Small businesses use QuickBooks because it was created with their needs in mind.

QuickBooks also maintains significant name recognition and longevity; the software first launched in 1992 and already had 84% of the retail accounting software market share by 1998.

Regardless of brand, most accounting software can streamline accounting processes for small businesses.

Evaluate Your Small Business Accounting Resources

Small businesses with limited budgets and manpower often keep minimal accounting staff.

Nearly half of small businesses (45%) have neither an accountant nor a bookkeeper, but outsourcing can provide affordable talent.

Small businesses may also cut costs by combining HR and accounting responsibilities. Since both HR and accounting require significant expertise, this can lead to confusion and even legal trouble.

Overall, businesses that use accounting software prefer online-based solutions, though one-third use offline software to record finances and a full quarter still record their finances on paper.
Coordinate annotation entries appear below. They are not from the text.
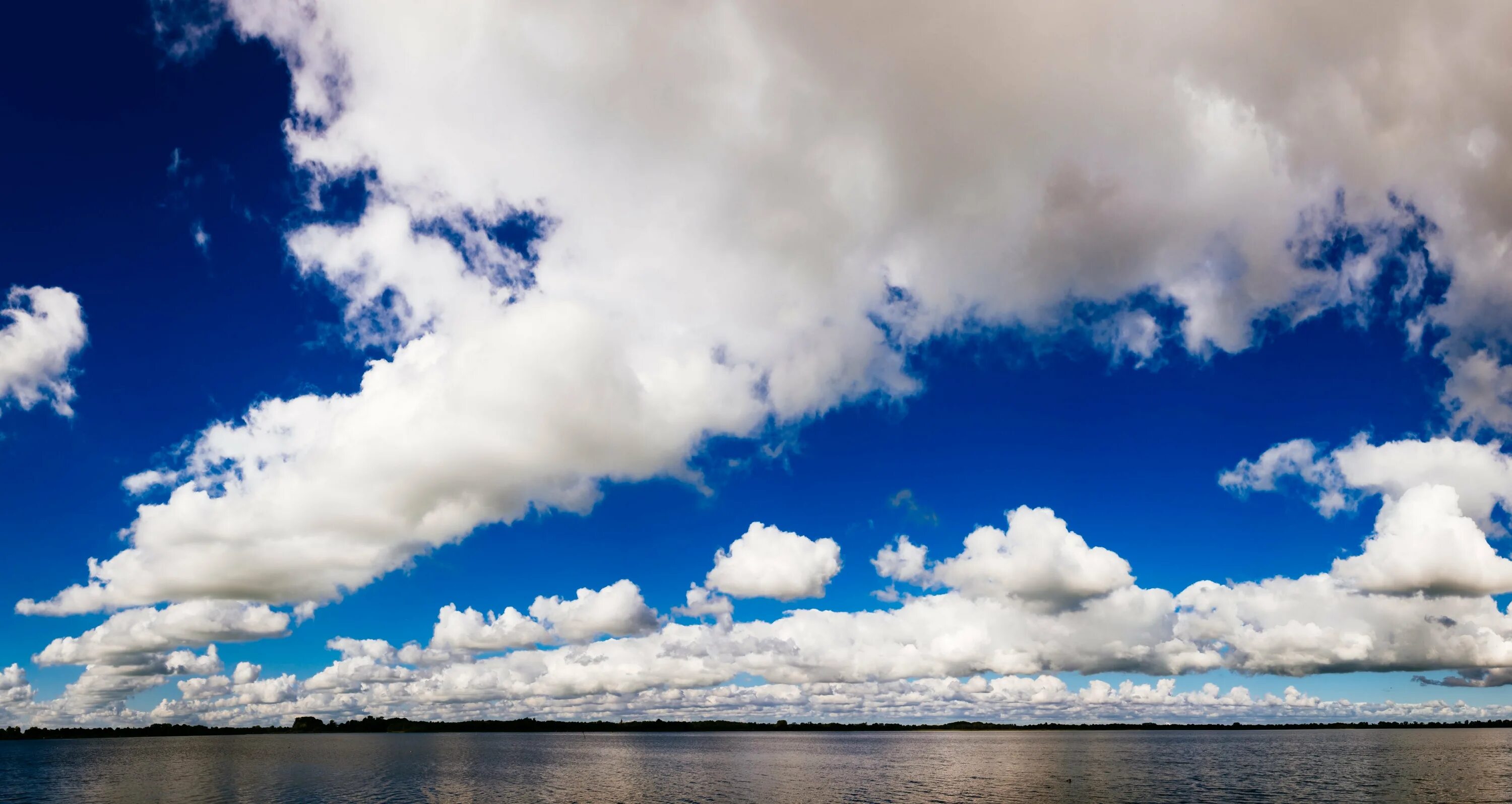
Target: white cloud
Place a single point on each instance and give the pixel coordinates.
(701, 602)
(1036, 560)
(469, 632)
(616, 611)
(760, 211)
(1390, 608)
(1425, 545)
(772, 563)
(135, 632)
(1479, 474)
(43, 331)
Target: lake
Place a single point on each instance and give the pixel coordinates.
(1460, 765)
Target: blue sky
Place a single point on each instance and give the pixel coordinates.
(165, 189)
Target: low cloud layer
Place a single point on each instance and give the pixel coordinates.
(977, 632)
(755, 214)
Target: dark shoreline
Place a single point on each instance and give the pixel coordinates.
(401, 726)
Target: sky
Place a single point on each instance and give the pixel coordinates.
(843, 363)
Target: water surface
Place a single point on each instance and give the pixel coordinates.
(1461, 765)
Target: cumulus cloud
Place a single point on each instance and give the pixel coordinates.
(1036, 560)
(758, 211)
(137, 632)
(772, 563)
(1425, 545)
(135, 650)
(43, 331)
(1481, 474)
(613, 611)
(471, 632)
(605, 653)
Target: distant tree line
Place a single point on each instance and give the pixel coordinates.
(401, 726)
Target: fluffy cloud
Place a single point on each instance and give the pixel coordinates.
(134, 650)
(758, 212)
(772, 563)
(469, 632)
(1479, 474)
(1036, 560)
(1390, 608)
(1425, 545)
(614, 611)
(135, 632)
(43, 331)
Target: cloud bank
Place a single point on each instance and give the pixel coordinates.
(755, 214)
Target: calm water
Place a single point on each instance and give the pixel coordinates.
(1042, 767)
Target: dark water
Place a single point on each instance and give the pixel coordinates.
(1042, 767)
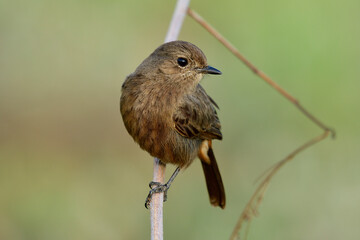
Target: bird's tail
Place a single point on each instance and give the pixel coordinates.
(212, 175)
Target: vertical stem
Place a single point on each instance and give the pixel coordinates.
(156, 205)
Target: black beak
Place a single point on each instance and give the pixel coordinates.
(210, 70)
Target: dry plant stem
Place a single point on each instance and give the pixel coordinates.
(252, 206)
(156, 205)
(266, 78)
(250, 209)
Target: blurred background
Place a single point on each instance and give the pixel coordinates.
(69, 170)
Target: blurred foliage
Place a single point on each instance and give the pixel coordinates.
(69, 170)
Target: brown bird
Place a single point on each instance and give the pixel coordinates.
(169, 114)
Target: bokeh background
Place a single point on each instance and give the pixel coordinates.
(69, 170)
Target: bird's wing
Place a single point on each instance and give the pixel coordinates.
(196, 116)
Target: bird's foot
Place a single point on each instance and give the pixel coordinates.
(156, 187)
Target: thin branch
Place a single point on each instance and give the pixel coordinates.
(262, 75)
(156, 205)
(252, 206)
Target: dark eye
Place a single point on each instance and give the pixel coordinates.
(182, 62)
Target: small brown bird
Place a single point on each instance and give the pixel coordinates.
(169, 114)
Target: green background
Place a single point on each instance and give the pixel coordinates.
(69, 170)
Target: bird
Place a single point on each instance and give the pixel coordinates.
(170, 115)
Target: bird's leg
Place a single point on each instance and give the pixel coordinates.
(157, 187)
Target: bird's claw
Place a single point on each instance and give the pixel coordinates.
(156, 187)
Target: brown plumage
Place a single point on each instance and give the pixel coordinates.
(170, 115)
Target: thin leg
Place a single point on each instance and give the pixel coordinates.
(157, 187)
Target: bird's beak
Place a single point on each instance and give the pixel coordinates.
(210, 70)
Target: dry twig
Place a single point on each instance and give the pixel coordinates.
(252, 206)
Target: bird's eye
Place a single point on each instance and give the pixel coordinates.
(182, 62)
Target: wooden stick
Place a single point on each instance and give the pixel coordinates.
(252, 206)
(156, 205)
(262, 75)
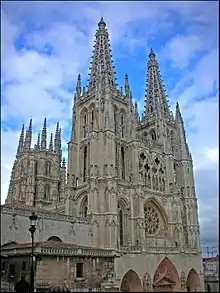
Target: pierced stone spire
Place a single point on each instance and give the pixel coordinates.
(127, 88)
(21, 141)
(64, 162)
(57, 140)
(102, 58)
(78, 86)
(44, 135)
(28, 137)
(37, 146)
(51, 143)
(156, 103)
(183, 148)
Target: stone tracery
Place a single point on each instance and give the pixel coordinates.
(152, 174)
(152, 221)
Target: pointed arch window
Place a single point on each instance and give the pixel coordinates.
(121, 232)
(122, 125)
(122, 163)
(84, 208)
(84, 125)
(115, 120)
(92, 119)
(46, 191)
(84, 163)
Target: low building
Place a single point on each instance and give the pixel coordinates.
(57, 263)
(211, 273)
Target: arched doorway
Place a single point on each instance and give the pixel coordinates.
(166, 278)
(131, 282)
(193, 283)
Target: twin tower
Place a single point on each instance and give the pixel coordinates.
(120, 168)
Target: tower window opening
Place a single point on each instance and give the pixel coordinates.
(122, 163)
(153, 135)
(84, 163)
(121, 227)
(47, 168)
(92, 120)
(79, 270)
(122, 126)
(115, 120)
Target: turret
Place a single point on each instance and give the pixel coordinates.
(182, 149)
(156, 106)
(102, 58)
(28, 137)
(21, 141)
(44, 135)
(127, 88)
(51, 143)
(57, 142)
(78, 86)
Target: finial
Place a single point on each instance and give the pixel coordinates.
(30, 126)
(38, 140)
(102, 23)
(44, 135)
(127, 88)
(151, 52)
(78, 85)
(64, 162)
(57, 128)
(51, 142)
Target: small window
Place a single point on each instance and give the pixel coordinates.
(79, 270)
(11, 270)
(23, 267)
(3, 266)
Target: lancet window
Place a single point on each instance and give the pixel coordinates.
(84, 207)
(115, 120)
(85, 155)
(122, 163)
(152, 174)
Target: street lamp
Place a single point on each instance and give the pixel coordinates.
(33, 220)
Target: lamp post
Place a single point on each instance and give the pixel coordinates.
(33, 220)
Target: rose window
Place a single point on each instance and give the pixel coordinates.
(152, 221)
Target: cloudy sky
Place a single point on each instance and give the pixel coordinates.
(46, 44)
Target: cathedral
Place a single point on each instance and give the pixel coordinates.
(121, 214)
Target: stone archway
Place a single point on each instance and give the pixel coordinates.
(193, 283)
(131, 282)
(166, 278)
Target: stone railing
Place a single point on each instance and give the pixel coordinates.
(45, 215)
(71, 251)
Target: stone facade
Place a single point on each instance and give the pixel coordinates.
(211, 273)
(128, 187)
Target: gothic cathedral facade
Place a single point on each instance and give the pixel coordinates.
(131, 178)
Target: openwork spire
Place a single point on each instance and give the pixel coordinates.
(101, 59)
(156, 103)
(44, 135)
(28, 137)
(21, 141)
(183, 148)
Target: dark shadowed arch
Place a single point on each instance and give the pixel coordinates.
(166, 278)
(131, 282)
(193, 283)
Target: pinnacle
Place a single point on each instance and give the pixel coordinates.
(102, 65)
(151, 52)
(102, 23)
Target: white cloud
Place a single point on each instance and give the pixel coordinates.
(182, 49)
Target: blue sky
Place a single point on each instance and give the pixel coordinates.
(46, 44)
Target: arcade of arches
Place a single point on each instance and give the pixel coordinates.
(165, 279)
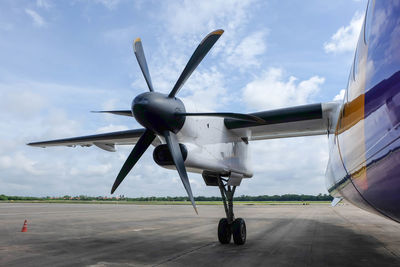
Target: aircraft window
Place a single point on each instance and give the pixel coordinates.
(354, 68)
(368, 20)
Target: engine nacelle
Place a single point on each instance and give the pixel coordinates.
(162, 155)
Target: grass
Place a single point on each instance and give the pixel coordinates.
(168, 202)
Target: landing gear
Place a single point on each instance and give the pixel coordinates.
(229, 226)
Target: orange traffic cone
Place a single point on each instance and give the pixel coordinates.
(25, 226)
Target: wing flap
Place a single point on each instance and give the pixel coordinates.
(305, 120)
(114, 138)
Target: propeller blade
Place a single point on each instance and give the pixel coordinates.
(231, 115)
(139, 53)
(176, 154)
(141, 146)
(198, 55)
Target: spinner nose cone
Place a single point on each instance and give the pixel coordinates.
(156, 111)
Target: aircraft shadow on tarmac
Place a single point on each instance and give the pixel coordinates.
(272, 242)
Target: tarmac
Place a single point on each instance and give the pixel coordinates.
(170, 235)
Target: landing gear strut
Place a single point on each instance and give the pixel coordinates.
(230, 226)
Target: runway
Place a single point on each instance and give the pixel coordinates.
(141, 235)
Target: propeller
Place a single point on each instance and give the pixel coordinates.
(165, 115)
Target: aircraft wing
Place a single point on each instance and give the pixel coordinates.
(106, 141)
(305, 120)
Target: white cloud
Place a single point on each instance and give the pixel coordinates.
(37, 19)
(246, 53)
(345, 39)
(205, 91)
(110, 4)
(43, 4)
(272, 90)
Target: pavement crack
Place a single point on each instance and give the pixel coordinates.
(177, 256)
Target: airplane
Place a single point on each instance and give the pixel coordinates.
(363, 129)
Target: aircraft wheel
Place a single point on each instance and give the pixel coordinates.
(224, 231)
(239, 231)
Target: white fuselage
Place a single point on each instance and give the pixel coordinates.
(212, 147)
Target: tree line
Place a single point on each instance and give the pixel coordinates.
(285, 197)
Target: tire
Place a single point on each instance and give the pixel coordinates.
(239, 231)
(224, 231)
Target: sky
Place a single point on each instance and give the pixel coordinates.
(62, 59)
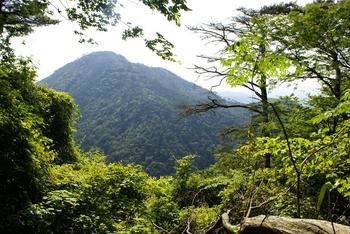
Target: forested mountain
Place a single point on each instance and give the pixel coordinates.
(131, 112)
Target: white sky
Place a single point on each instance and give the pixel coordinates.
(54, 46)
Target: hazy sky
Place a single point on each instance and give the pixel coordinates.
(54, 46)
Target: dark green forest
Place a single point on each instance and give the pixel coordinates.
(292, 163)
(132, 112)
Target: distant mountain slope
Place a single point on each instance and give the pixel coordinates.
(130, 112)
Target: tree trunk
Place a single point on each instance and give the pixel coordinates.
(279, 225)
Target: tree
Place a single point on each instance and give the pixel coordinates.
(317, 37)
(248, 59)
(20, 17)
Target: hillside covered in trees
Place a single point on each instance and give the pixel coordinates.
(289, 174)
(132, 112)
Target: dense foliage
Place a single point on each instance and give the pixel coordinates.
(49, 186)
(131, 112)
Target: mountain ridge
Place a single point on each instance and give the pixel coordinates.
(129, 111)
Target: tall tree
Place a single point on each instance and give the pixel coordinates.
(247, 59)
(318, 38)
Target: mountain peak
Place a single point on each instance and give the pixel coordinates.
(129, 111)
(104, 56)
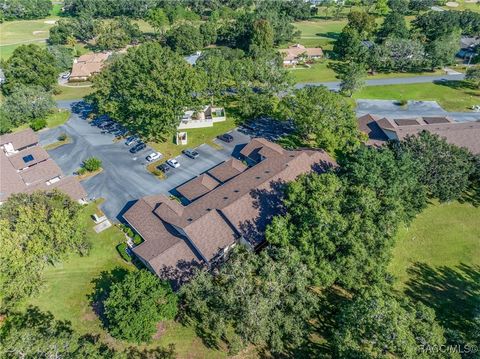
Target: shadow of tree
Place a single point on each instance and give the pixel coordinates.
(454, 294)
(101, 289)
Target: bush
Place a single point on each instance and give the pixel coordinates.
(122, 250)
(137, 239)
(92, 164)
(38, 124)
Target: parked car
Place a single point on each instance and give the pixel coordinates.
(225, 137)
(163, 167)
(131, 140)
(191, 153)
(138, 147)
(153, 156)
(173, 162)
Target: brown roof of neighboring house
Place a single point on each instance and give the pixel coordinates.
(227, 170)
(197, 187)
(241, 206)
(462, 134)
(20, 139)
(41, 173)
(18, 160)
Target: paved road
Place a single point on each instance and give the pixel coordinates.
(390, 81)
(124, 177)
(389, 108)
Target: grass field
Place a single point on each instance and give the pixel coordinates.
(68, 287)
(452, 95)
(437, 262)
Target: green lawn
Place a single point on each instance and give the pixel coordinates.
(16, 33)
(437, 262)
(72, 93)
(452, 96)
(68, 286)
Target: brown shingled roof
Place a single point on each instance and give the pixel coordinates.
(213, 222)
(227, 170)
(198, 187)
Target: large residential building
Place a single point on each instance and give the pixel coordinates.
(231, 203)
(88, 65)
(297, 53)
(381, 129)
(26, 167)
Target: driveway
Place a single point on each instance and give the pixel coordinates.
(389, 108)
(335, 85)
(124, 177)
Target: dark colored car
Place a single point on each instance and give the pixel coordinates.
(164, 167)
(138, 147)
(225, 137)
(131, 140)
(191, 153)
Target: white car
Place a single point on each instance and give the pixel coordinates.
(173, 162)
(153, 156)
Paper, or manual accounting, is not recommended given its greater risk for error and loss.

From the beginning, small businesses must consider the resources they need to completely their accounting accurately.

About the Survey

Clutch surveyed 302 small business owners or managers who are involved or very involved in their business’s financial decisions. Small businesses are defined as those with 500 or fewer employees.

Fifty-eight percent (58%) are female and 42% are male.

Sixty percent (60%) of respondents have owned or managed a small business for 5 years or more; 17% for 3-4 years; 13% for 1-2 years; 10% for less than 1 year.